The weights listed below were recorded in the !Kung census, but heights were not recorded for these individuals. Provide predicted heights and 89% intervals for each of these individuals. That is, fill in the table below, using model-based predictions.

| Individual  | weight  | expected height  | 89% interval  |
|:-:|:-:|:-:|---|
| 1   | 46.95   |   |   |
| 2  | 43.72  |   |   |
| 3  | 64.78  |   |   |
| 4  | 32.59  |   |   |
| 5  | 54.63  |   |   |

### Solution

```{r}
data(Howell1, package = "rethinking")
d <- as_tibble(Howell1)
d2 <- d %>% filter(age >= 18)

m <-
  brm(
    data = d2,
    family = gaussian,
    height ~ 1 + weight,
    prior = c(
      prior(normal(100, 30), class = Intercept),
      prior(normal(0, 10), class = b, lb = 0),
      prior(exponential(10), class = sigma)
    ),
    iter = 2000, warmup = 1000, chains = 4, cores = 4,
    save_pars = save_pars(all = T),
    sample_prior = T,
    seed = 4,
    file = file.path(models_folder, "04_hw4h1")
  )
nd <- tibble(weight = c(46.95, 43.72, 64.78, 32.59, 54.63))
p89 <- c((1-0.89)/2, ((1-0.89)/2) + 0.89)
# fitted(m, newdata = nd, probs = p89)
predict(m, newdata = nd, probs = p89)
```


## Book question 4H2

Select out all the rows in the Howell1 data with ages below 18 years of age. If you do it right, you should end up with a new data frame with 192 rows in it.

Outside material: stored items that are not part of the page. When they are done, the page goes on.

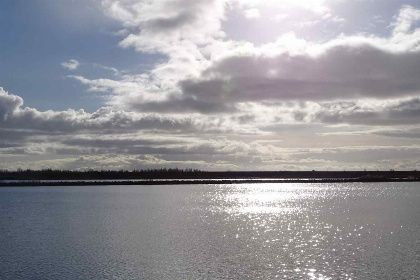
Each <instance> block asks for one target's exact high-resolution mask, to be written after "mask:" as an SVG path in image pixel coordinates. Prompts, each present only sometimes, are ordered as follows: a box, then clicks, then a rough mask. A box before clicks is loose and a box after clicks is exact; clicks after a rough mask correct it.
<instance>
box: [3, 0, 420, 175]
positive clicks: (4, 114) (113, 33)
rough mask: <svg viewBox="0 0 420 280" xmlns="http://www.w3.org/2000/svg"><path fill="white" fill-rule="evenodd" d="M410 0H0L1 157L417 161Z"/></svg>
mask: <svg viewBox="0 0 420 280" xmlns="http://www.w3.org/2000/svg"><path fill="white" fill-rule="evenodd" d="M419 140H420V2H419V1H418V0H411V1H410V0H406V1H404V0H387V1H383V0H260V1H257V0H56V1H49V0H34V1H27V0H13V1H12V0H10V1H0V169H9V170H15V169H18V168H22V169H28V168H30V169H44V168H52V169H71V170H89V169H99V170H104V169H107V170H108V169H113V170H119V169H127V170H133V169H148V168H197V169H201V170H222V171H223V170H232V171H233V170H390V169H395V170H419V169H420V141H419Z"/></svg>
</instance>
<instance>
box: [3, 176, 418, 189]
mask: <svg viewBox="0 0 420 280" xmlns="http://www.w3.org/2000/svg"><path fill="white" fill-rule="evenodd" d="M357 182H361V183H375V182H376V183H379V182H420V178H405V179H404V178H355V179H307V180H306V179H304V180H302V179H279V180H192V181H187V180H167V181H159V180H156V181H155V180H148V181H53V182H48V181H42V182H39V181H38V182H37V181H15V182H0V187H38V186H105V185H107V186H108V185H109V186H118V185H197V184H206V185H209V184H261V183H270V184H273V183H275V184H282V183H357Z"/></svg>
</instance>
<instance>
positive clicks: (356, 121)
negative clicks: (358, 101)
mask: <svg viewBox="0 0 420 280" xmlns="http://www.w3.org/2000/svg"><path fill="white" fill-rule="evenodd" d="M313 121H315V122H322V123H348V124H360V125H387V126H389V125H404V124H418V123H419V121H420V99H419V98H413V99H410V100H402V101H400V102H398V103H397V104H393V105H390V106H384V107H376V108H375V107H371V108H366V107H361V106H360V105H358V104H357V103H355V102H348V103H324V104H322V108H321V109H320V110H319V111H318V112H316V113H315V115H314V117H313Z"/></svg>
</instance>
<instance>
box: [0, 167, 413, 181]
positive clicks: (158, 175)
mask: <svg viewBox="0 0 420 280" xmlns="http://www.w3.org/2000/svg"><path fill="white" fill-rule="evenodd" d="M361 178H362V179H363V178H364V179H378V178H381V179H384V178H391V179H403V178H405V179H407V178H411V179H413V178H420V171H416V170H413V171H393V170H390V171H200V170H197V169H177V168H173V169H165V168H163V169H147V170H133V171H127V170H119V171H113V170H88V171H71V170H51V169H46V170H17V171H7V170H0V181H1V180H63V181H67V180H115V181H118V180H151V179H171V180H181V179H194V180H206V179H226V180H229V179H358V180H360V179H361Z"/></svg>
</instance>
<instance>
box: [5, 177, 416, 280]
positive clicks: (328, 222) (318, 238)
mask: <svg viewBox="0 0 420 280" xmlns="http://www.w3.org/2000/svg"><path fill="white" fill-rule="evenodd" d="M0 217H1V219H0V237H1V240H0V260H1V261H0V279H419V275H420V185H419V184H418V183H377V184H355V183H351V184H260V185H259V184H249V185H246V184H243V185H227V186H226V185H178V186H89V187H38V188H0Z"/></svg>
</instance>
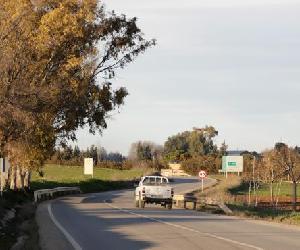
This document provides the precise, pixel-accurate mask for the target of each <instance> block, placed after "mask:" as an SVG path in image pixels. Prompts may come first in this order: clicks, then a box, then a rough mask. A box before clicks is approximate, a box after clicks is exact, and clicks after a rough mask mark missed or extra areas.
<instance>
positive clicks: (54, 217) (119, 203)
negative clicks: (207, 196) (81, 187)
mask: <svg viewBox="0 0 300 250" xmlns="http://www.w3.org/2000/svg"><path fill="white" fill-rule="evenodd" d="M209 182H210V180H207V182H206V183H205V185H209V184H210V183H209ZM173 185H174V187H175V193H180V192H183V191H184V190H191V189H193V188H195V187H199V182H198V181H197V180H195V179H182V180H177V181H176V182H175V183H174V184H173ZM37 220H38V223H39V226H40V240H41V246H42V248H43V249H55V250H60V249H86V250H96V249H97V250H99V249H104V250H110V249H111V250H117V249H126V250H127V249H128V250H135V249H170V250H171V249H189V250H190V249H224V250H226V249H278V250H284V249H289V250H292V249H300V231H299V230H298V229H295V228H291V227H288V226H280V225H276V224H270V223H266V222H262V223H260V222H255V221H249V220H245V219H241V218H236V217H229V216H220V215H212V214H207V213H200V212H195V211H192V210H183V209H173V210H167V209H165V208H162V207H160V206H154V205H148V206H147V205H146V208H145V209H137V208H135V207H134V203H133V191H132V190H131V191H129V190H124V191H113V192H105V193H98V194H88V195H78V196H68V197H63V198H60V199H57V200H55V201H52V202H49V203H43V204H42V205H40V206H39V209H38V213H37Z"/></svg>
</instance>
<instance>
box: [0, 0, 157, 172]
mask: <svg viewBox="0 0 300 250" xmlns="http://www.w3.org/2000/svg"><path fill="white" fill-rule="evenodd" d="M0 27H1V30H0V108H1V110H2V114H1V117H0V141H1V150H2V151H3V152H4V153H5V154H7V155H8V156H9V158H10V160H11V162H12V165H13V166H18V167H21V166H22V167H24V168H29V167H33V166H36V167H38V166H40V165H42V163H43V161H44V160H45V159H46V158H48V157H49V156H50V155H51V154H52V152H53V149H54V147H55V145H56V144H57V143H58V142H59V143H61V144H65V143H66V141H67V140H70V139H71V140H74V139H76V136H75V131H76V130H77V129H78V128H83V127H85V126H86V125H87V126H89V131H90V132H91V133H95V132H96V131H101V130H102V129H105V128H106V127H107V123H106V120H107V118H108V117H109V114H110V112H111V111H112V110H114V109H116V108H118V107H119V106H120V105H122V104H123V103H124V98H125V97H126V96H127V94H128V93H127V90H126V89H125V88H124V87H121V88H118V89H114V88H113V87H112V84H111V81H110V80H111V79H112V78H113V77H114V76H115V71H116V70H117V69H118V68H123V67H124V66H126V65H127V64H128V63H130V62H131V61H132V60H134V58H135V57H136V56H138V55H139V54H140V53H142V52H144V51H145V50H146V49H147V48H148V47H150V46H152V45H154V44H155V41H154V40H149V41H148V40H146V39H144V36H143V33H142V32H141V30H140V29H139V28H138V27H137V24H136V18H131V19H128V18H127V17H126V16H125V15H117V14H116V13H114V12H111V13H108V12H107V11H106V10H105V8H104V6H103V4H101V3H100V4H99V3H98V1H97V0H85V1H78V0H34V1H33V0H31V1H30V0H18V1H17V0H0Z"/></svg>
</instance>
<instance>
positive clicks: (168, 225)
mask: <svg viewBox="0 0 300 250" xmlns="http://www.w3.org/2000/svg"><path fill="white" fill-rule="evenodd" d="M104 202H105V203H106V204H107V205H108V206H110V207H111V208H114V209H118V210H120V211H122V212H125V213H129V214H132V215H135V216H138V217H141V218H146V219H148V220H152V221H155V222H159V223H162V224H165V225H168V226H172V227H176V228H180V229H182V230H186V231H190V232H194V233H198V234H202V235H205V236H208V237H211V238H214V239H218V240H223V241H227V242H229V243H232V244H236V245H240V246H244V247H248V248H251V249H256V250H264V249H263V248H260V247H257V246H254V245H250V244H247V243H243V242H239V241H235V240H231V239H228V238H224V237H222V236H218V235H215V234H211V233H204V232H201V231H198V230H195V229H193V228H189V227H185V226H181V225H177V224H174V223H170V222H166V221H163V220H159V219H155V218H152V217H149V216H146V215H142V214H137V213H134V212H132V211H131V210H127V209H123V208H119V207H116V206H113V205H111V204H109V203H107V202H106V201H104Z"/></svg>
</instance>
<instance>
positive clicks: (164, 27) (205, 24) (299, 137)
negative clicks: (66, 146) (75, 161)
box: [77, 0, 300, 155]
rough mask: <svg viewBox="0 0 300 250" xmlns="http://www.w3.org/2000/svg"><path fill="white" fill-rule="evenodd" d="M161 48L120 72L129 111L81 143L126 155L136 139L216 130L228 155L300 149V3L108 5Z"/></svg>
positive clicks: (158, 137) (154, 1)
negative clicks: (195, 127) (293, 147)
mask: <svg viewBox="0 0 300 250" xmlns="http://www.w3.org/2000/svg"><path fill="white" fill-rule="evenodd" d="M104 2H105V4H106V8H107V9H108V10H115V11H116V12H117V13H120V14H121V13H123V14H126V15H127V16H128V17H134V16H136V17H138V25H139V27H140V28H141V29H142V30H143V32H144V33H145V36H146V37H147V38H149V39H150V38H155V39H157V43H158V44H157V46H155V47H154V48H151V49H149V50H148V51H147V52H146V53H145V54H143V55H141V56H139V58H137V60H136V61H135V62H134V63H132V64H130V65H129V66H128V67H126V68H125V69H123V70H122V71H118V74H117V76H116V79H115V80H114V86H115V87H118V86H125V87H126V88H127V89H128V91H129V94H130V95H129V96H128V97H127V98H126V100H125V105H124V106H123V107H122V108H120V109H119V110H118V111H116V112H113V115H112V118H111V119H109V120H108V128H107V129H106V130H105V131H103V134H102V135H95V136H93V135H89V134H88V130H87V129H85V130H80V131H78V133H77V135H78V142H77V143H78V144H79V146H80V147H81V148H86V147H88V146H90V145H91V144H95V145H97V146H100V145H101V146H103V147H105V148H106V149H107V150H108V151H114V152H115V151H118V152H121V153H123V154H124V155H127V153H128V150H129V147H130V145H131V143H133V142H136V141H138V140H144V141H152V142H155V143H158V144H163V143H164V142H165V141H166V140H167V138H168V137H169V136H171V135H174V134H177V133H179V132H182V131H186V130H191V129H192V128H193V127H203V126H205V125H212V126H214V127H215V128H216V129H217V130H218V131H219V136H218V138H216V143H217V144H219V145H220V144H221V143H222V142H223V141H224V140H225V142H226V144H228V146H229V148H230V149H232V150H236V149H238V150H251V151H252V150H256V151H262V150H264V149H266V148H270V147H272V146H274V144H275V143H276V142H278V141H283V142H286V143H288V144H289V145H291V146H294V145H300V133H299V128H300V126H299V124H300V111H299V106H300V98H299V93H300V29H299V24H300V15H299V13H300V0H201V1H200V0H185V1H179V0H151V1H149V0H105V1H104Z"/></svg>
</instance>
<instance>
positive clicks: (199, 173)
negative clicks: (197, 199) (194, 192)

(a) Fit a linear regression to these data, using quap. Present and interpret the estimates. For every 10 units of increase in weight, how much taller does the model predict a child gets?
(b) Plot the raw data, with height on the vertical axis and weight on the horizontal axis. Superimpose the MAP regression line and 89% interval for the mean. Also superimpose the 89% interval for predicted heights.
(c) What aspects of the model fit concern you? Describe the kinds of assumptions you would change, if any, to improve the model. You don’t have to write any new code. Just explain what the model appears to be doing a bad job of, and what you hypothesize would be a better model.

### Solution

```{r}
data(Howell1, package = "rethinking")
d <- as_tibble(Howell1)
d1 <- d %>% filter(age < 18) %>% mutate(weight_c = weight - mean(weight))

m1 <- 
  brm(
    data = d1,
    family = gaussian,
    height ~ 1 + weight_c,
    prior = c(
      prior(normal(100, 30), class = Intercept),
      prior(normal(0, 10), class = b, lb = 0),
      prior(exponential(10), class = sigma)
    ),
    iter = 2000, warmup = 1000, chains = 4, cores = 4,
    save_pars = save_pars(all = T),
    sample_prior = T,
    seed = 4,
    file = file.path(models_folder, "04_hw4h2")
  )
summary(m1)

nd <- tibble(weight = seq(5, 45), weight_c = weight - mean(d1$weight))
f <- fitted(m1, newdata = nd) %>% bind_cols(nd)
p <- predict(m1, newdata = nd) %>% bind_cols(nd)

d1 %>% 
  ggplot(aes(x = weight, y = height)) + 
  geom_ribbon(
    aes(x = weight, y = Estimate, ymin = Q2.5, ymax = Q97.5), 
    data = p, fill = "grey"
  ) + 
  geom_ribbon(
    aes(x = weight, y = Estimate, ymin = Q2.5, ymax = Q97.5), 
    data = f, fill = "blue"
  ) + 
  geom_point()
```

(a) On average, we expect an increase by 2.7 cm for each 1 kg.
(b) See above.
(c) The relationship between weight and height is not linear. Note the model underestimates the height for central weight values and overestimates for low/high values.
Maybe a quadratic or logarithmic model would be better here.